Im Bereich der alten Lippebrücke Hervest ist eine breite Schneise in den angrenzenden Wald geschlagen worden. Auch wenn es anders wirkt: Auf Naturschutz wurde hier durchaus geachtet.
Auf den ersten Blick wirkt das südöstliche Ufer neben der Lippebrücke Hervest in diesen Tagen recht wüst und traurig. Eiskristalle glitzern auf Sägespänen, Baumstümpfe ragen aus dem von schweren Maschinen zerfurchten Boden, und Haufen von Ästen und Stämmen liegen scheinbar wahllos durcheinander. Haben hier rohe Kräfte ein planloses Baum-Massaker angerichtet?

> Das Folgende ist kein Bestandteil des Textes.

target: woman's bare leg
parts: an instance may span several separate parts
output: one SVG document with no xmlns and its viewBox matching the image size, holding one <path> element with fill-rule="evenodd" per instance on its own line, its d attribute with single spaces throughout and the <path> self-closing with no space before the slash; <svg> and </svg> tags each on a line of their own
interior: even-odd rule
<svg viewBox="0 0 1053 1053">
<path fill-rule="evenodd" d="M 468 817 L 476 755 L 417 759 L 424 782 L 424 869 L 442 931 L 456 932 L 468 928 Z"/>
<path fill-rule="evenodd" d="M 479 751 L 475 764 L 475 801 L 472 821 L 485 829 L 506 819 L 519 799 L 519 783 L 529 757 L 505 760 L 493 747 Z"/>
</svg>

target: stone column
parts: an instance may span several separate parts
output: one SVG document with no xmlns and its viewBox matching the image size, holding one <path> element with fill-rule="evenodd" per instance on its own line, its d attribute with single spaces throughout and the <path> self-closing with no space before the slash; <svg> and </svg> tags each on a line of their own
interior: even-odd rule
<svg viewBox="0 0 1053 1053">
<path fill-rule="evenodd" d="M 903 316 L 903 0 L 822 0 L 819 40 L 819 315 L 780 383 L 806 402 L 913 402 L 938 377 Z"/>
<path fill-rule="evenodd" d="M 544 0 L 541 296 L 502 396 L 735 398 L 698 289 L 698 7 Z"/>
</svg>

Umfeld der Lippebrücke Hervest „besonders schützenswert“
Dieser Anschein trügt, denn tatsächlich achteten die Planer hier sehr genau auf den Naturschutz. „Die Lippebrücke Hervest liegt in einem besonders schützenswerten Gebiet“, betont Regina Thümmler vom Fachdienst Tiefbau beim Kreis Recklinghausen. Um die marode Brücke aber ersetzen und damit ein lästiges Nadelör für den Verkehr in Dorsten beseitigen zu können, muss zunächst ein Baufeld entstehen. Dazu war es nötig, einen Streifen des angrenzenden Waldes zu roden. Anders als früher durchaus üblich, wurde dabei aber nicht nach dem Prinzip „Viel hilft viel“ vorgegangen. Längst habe sich auch im Bauwesen der Umweltschutzgedanke durchgesetzt, versichern die Planer.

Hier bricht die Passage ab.